Lessons Learned from Death Row Inmate’s Acquittal?

Lessons Learned from Death Row Inmate’s Acquittal?

In a commentary translated at Dui Hua Human Rights Journal, The Beijing News’ Zhu Changjun attacks the Fujian High Court’s efforts to put a positive spin on the acquittal of Nian Bin last August. Nian spent eight years in prison awaiting execution after confessing to two murders, allegedly under torture. This week, a lower court awarded him $186,000 compensation. According to a work report from the Fujian High Court, the case’s resolution “caused a positive impact both legally and socially.” But Zhu argues:

Overturning the verdict in the Nian Bin case merely reflects the ordinary operation of the judicial system’s mechanisms to correct errors. Correcting these errors is a basic responsibility of a reasonable judicial system. It’s really inappropriate for local high courts to one-sidedly prettify this sort of action in a work report.

[…] If it weren’t for the persistence of Nian Bin’s relatives and lawyers and the decision of the [Supreme People’s Court] not to approve the death sentence, the outcome would be utterly unimaginable. In summing up the case as a participant, the Fujian high court ought to place its primary emphasis on the lessons and errors that led to this wrongful conviction in the first place. It should offer a deep reflection on and take appropriate responsibility for negligence and flaws in trying the case. To talk so single-mindedly about “impact” and “turning negatives into positives” is not only flippant; it makes it difficult for people to have any faith that the court has learned any lessons about miscarriages of justice. [Source]

Read more about the case via CDT.

The court was not alone in citing Nian’s acquittal as a great success. After Human Rights Watch published its 2015 World Report last month, criticizing China on several fronts, Xinhua published a retort by Meng Qingtao of the Southwest University of Political Science and Law:

Human Rights Watch, which poses as a “human rights guardian”, continued its accusations against China’s human rights situation in its “World Report 2015”. One thing that is for sure is that the report has methodological flaws – the real human rights situation in a country cannot only be a one-sided story from a single voice. If the real feelings of the people in the country involved were neglected, people will only see the solo dance by the opinionated Human Rights Watch.

As a scholar in law, I believe that if you review the pulsations of the country’s judicial reform in 2014, China has given the promotion of human rights its best shot. The Chinese people witnessed the righting of several miscarriages of justice last year.

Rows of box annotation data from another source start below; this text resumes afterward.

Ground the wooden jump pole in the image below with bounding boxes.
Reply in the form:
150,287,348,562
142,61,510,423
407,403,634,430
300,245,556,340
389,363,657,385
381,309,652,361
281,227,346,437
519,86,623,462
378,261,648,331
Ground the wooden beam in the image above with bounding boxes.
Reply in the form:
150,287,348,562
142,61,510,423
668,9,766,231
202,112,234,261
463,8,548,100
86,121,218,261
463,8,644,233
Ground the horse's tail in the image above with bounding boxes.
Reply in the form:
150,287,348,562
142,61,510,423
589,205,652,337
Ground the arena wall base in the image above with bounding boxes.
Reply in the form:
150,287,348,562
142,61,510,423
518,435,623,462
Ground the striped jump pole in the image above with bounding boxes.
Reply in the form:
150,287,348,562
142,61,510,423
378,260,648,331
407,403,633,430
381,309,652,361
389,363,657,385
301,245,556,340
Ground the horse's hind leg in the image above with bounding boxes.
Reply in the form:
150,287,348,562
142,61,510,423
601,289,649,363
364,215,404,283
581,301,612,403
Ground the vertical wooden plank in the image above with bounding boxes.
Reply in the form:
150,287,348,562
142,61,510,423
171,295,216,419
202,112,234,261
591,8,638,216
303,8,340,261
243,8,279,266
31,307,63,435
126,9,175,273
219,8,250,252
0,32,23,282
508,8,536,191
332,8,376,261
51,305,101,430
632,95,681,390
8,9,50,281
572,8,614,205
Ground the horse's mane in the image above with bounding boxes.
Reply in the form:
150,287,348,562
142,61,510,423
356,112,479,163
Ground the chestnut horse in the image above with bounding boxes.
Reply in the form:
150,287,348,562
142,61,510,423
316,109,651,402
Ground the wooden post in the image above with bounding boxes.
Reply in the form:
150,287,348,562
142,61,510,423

On Aug. 22, Nian Bin was acquitted by the higher people’s court in the eastern province of Fujian, eight years after being wrongly imprisoned for murder. It meant curtains for the case after ten trials, four guilty verdicts, three overturns of judgments and six adjourned hearing orders by the Supreme People’s Court (SPC). The correction was achieved by strict abidance by the criminal judicial principle of “innocent until proved guilty.” [Source]

Meng went on to praise the acquittals of Nie Shubin and Huugjilt, who were executed in 1995 and 1996, respectively.